ギルフォードと高柳がセンター長室を出ると、向こうから葛西と九木が歩いてきた。
「あ、アレク、来てたんですか」
「ジュン、事情聴取の警官って、君だったんですね」
「ええ、何故か僕が適任だろうと言われて・・・」
("と,言うことは,やはり甲斐看護師とテロ組織とのつながりが疑われているということだな")
ギルフォードはそう判断した。
「あの、アレクが来てるってことは、ひょっとして由利ちゃんも?」
「ええ、今、カイさんといるんじゃないでしょうか」
「え? そうなんですか」
と、葛西が一瞬嬉しそうな表情をしたが、ギルフォードは無情にも言った。
「でも、事情聴取が始まるということだし、そろそろ帰ろうかと」
「由利ちゃんも・・・ですよね」
「もちろんです」
それを聞いて、葛西は目に見えて落胆した。
「ジュンってば、何落ち込んでいるんですか。ホンの数時間前会ったばかりじゃないですか。しかも、明日県警で会えるでしょう」
「あ、そうでした」
と、葛西は頭を掻きながら照れくさそうに言った。
帰り道の車中、ギルフォードは運転をしながら由利子たちの報告を聞いていた。
「それからどうなったんですか? そのパパさん、どうされました?」
「それがね、亜由美ちゃんの遺体の前に立った途端に、おいおい泣き始めたんだ」
「そうですか。やはりパパさんもママさんと同じで怖かったのかもしれませんねえ」
「なによ、急にオバQみたいな言い方して」
「なんですか、オバキューって?」
「知らないんならいいわよ。そうね、きっと現実と向き合うのが怖かったんやろうね」
「ようやく会う決心をして行ったのに間に合わなかった、しかも、ひょっとしたらまだ生きていたかもしれない、では、あのようになるのも止む無しかもしれませんわね」
「でも、甲斐さんも依純美さんも亜由美さんのことを思った上でやったことなんだから、気の毒だったなあ」
「何が正しかったか、間違っていたか、という答えは出ないと思いますが、亜由美さんにとっては、多分・・・」
ギルフォードはそこで言葉を濁した。先ほど千夏に頑張って生きることを諭したばかりだかりだったからだ。
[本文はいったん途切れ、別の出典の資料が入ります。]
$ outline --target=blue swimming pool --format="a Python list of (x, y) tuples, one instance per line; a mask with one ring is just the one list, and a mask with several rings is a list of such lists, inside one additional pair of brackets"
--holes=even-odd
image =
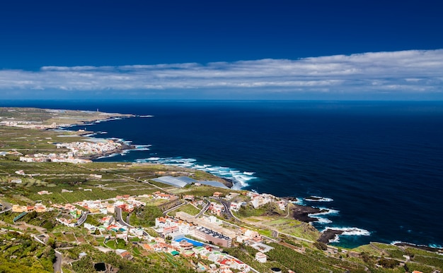
[(194, 241), (194, 240), (190, 239), (190, 238), (186, 238), (186, 237), (181, 238), (180, 239), (177, 239), (177, 240), (176, 240), (176, 241), (180, 242), (182, 240), (186, 240), (188, 243), (190, 243), (192, 245), (194, 245), (194, 246), (203, 246), (204, 245), (204, 244), (202, 243), (197, 242), (197, 241)]

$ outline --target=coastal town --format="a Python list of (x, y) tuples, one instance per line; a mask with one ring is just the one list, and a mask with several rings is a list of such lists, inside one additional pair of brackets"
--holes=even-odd
[[(234, 190), (199, 170), (94, 162), (131, 147), (52, 131), (68, 119), (59, 119), (63, 110), (40, 111), (57, 116), (57, 123), (53, 116), (48, 123), (17, 121), (18, 111), (7, 109), (13, 120), (0, 121), (0, 269), (36, 259), (38, 272), (442, 272), (438, 248), (333, 245), (343, 231), (312, 225), (327, 210), (295, 198)], [(116, 115), (75, 114), (80, 121), (69, 124)], [(38, 253), (21, 253), (18, 242)]]

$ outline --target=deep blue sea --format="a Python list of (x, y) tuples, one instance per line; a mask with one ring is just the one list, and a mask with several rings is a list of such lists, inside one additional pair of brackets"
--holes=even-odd
[[(141, 115), (74, 129), (142, 145), (100, 161), (200, 169), (233, 179), (236, 188), (326, 208), (329, 212), (316, 215), (313, 224), (345, 230), (339, 245), (443, 245), (443, 102), (0, 101), (0, 106)], [(311, 195), (323, 202), (302, 199)]]

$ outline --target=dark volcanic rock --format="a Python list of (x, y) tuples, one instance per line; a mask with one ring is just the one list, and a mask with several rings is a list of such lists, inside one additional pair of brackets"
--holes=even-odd
[(294, 205), (294, 207), (292, 211), (294, 219), (306, 223), (316, 220), (316, 218), (311, 217), (308, 214), (321, 212), (321, 210), (316, 207), (305, 207), (296, 204)]
[(328, 243), (329, 240), (333, 239), (334, 238), (335, 238), (336, 235), (340, 235), (343, 232), (343, 231), (338, 231), (328, 229), (322, 232), (321, 236), (317, 241), (321, 243)]

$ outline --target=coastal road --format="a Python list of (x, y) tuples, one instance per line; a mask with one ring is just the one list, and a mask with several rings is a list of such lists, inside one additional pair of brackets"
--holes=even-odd
[(222, 198), (212, 198), (219, 201), (219, 202), (221, 202), (223, 205), (223, 206), (224, 207), (224, 212), (226, 212), (226, 215), (228, 216), (228, 219), (234, 218), (236, 220), (238, 221), (238, 219), (237, 217), (235, 217), (232, 214), (232, 212), (231, 212), (231, 202), (224, 200)]
[(200, 210), (198, 214), (195, 215), (195, 218), (200, 217), (200, 216), (202, 216), (202, 214), (206, 212), (206, 211), (207, 210), (207, 209), (209, 207), (210, 205), (211, 205), (211, 202), (208, 201), (207, 204), (205, 205), (205, 207), (202, 209), (202, 210)]
[(52, 265), (52, 267), (54, 269), (54, 273), (63, 273), (63, 270), (62, 269), (62, 262), (63, 261), (63, 256), (62, 253), (55, 250), (55, 262)]
[(0, 213), (5, 213), (12, 210), (12, 205), (7, 202), (0, 200), (0, 204), (1, 204), (1, 206), (0, 207)]
[(88, 218), (88, 213), (81, 212), (81, 216), (80, 217), (80, 219), (79, 219), (79, 221), (77, 221), (77, 222), (75, 223), (74, 226), (79, 226), (83, 224), (83, 223), (84, 223), (85, 221), (86, 221), (87, 218)]
[(129, 228), (134, 227), (125, 222), (125, 220), (123, 220), (123, 218), (122, 217), (122, 209), (118, 207), (115, 207), (115, 221), (122, 226), (126, 226)]
[(163, 215), (168, 215), (168, 212), (171, 212), (171, 211), (173, 211), (173, 210), (176, 210), (176, 209), (179, 208), (180, 207), (181, 207), (181, 206), (183, 206), (183, 205), (186, 205), (186, 204), (188, 204), (188, 202), (183, 202), (183, 203), (181, 203), (181, 204), (179, 204), (179, 205), (176, 205), (176, 207), (171, 207), (171, 209), (169, 209), (169, 210), (165, 210), (165, 211), (163, 212)]

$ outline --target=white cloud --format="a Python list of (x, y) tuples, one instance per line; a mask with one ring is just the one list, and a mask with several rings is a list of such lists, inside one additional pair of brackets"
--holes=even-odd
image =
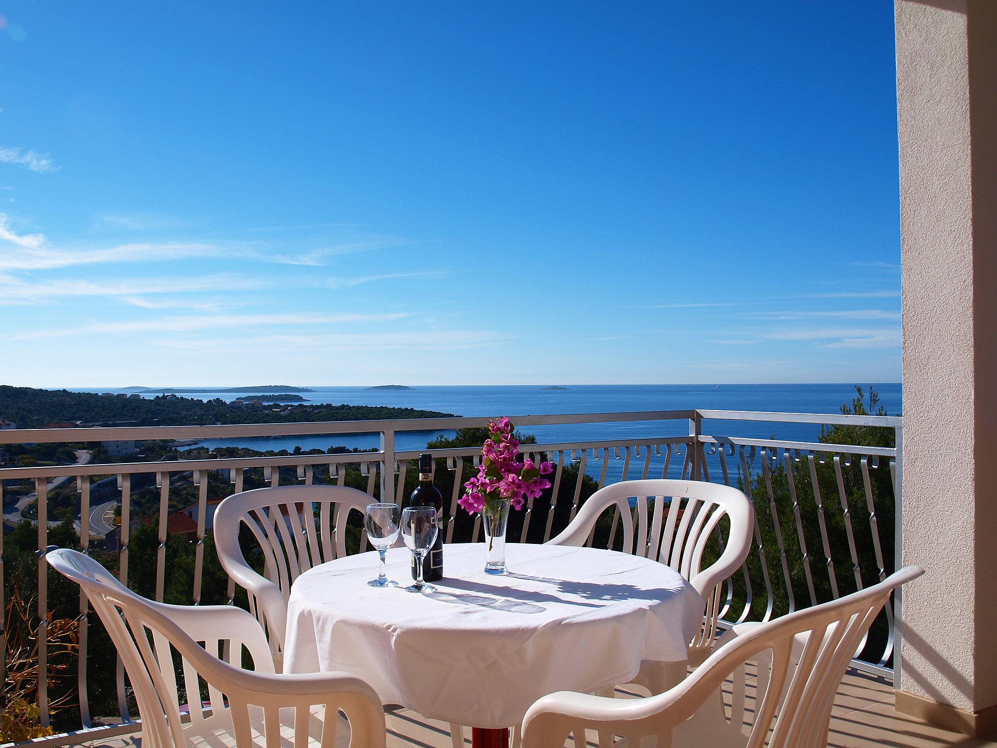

「お父さんも、そう思い直したのか、甲斐さんについてはもう少し冷静になってから考えるって」
「そうですか。それがいいでしょうね」
「で、アレクの方はどうだったの?」
「あの後、タカヤナギ先生とカワベチナツさんの病状を見に行ったのですが・・・」
「河部千夏さんって、あのダンナに付着したウイルスから感染した方でしたわね」
「そうです」
ギルフォードは簡単に先ほどのことを説明した。しかし、自分の経験を話して千夏を励ましたことは伏せておいた。やはり、自分の悲惨な病体験を彼女らには知られたくなかったのかもしれない。
話が終わると、由利子が真っ先に言った。
「新たな症状・・・。新種ってこと?」
「ええ、多分変異体だと思います。さらに、感染元がテロリスト側の男でしたから、故意に変異させたウイルスを使った可能性もあります」
「じわじわと陰湿な攻撃をしてきますわね」
紗弥も、珍しく眉をひそめて言った。
「他にそいつから感染したって人は出てきてないの?」
「はい。現在隔離されている方々からも、今のところ発症者は出ていません、ユリコ」
「じゃあ、千夏さんのみ現れた症状なのか、ウイルス特異の症状なのかわからないのね」
「そうです。しかし、ユリコもけっこう僕の助手らしくなりましたね」
「え? そ、そうかな?」
由利子はそう言われて照れくさそうに頭を掻いた。
(そういえばさっき、似たような動作を見たな)
ギルフォードはミラー越しにその様子を見てくすっと笑った。
「あれ、アレク、なんか可笑しい?」
「いえ、何でもありません」
「何よ、怪しいわねえ。ねえ、紗弥さん」
「ホントですわ」
「だから、何でもないって」
ギルフォードは、二人に突かれながら、笑って言った。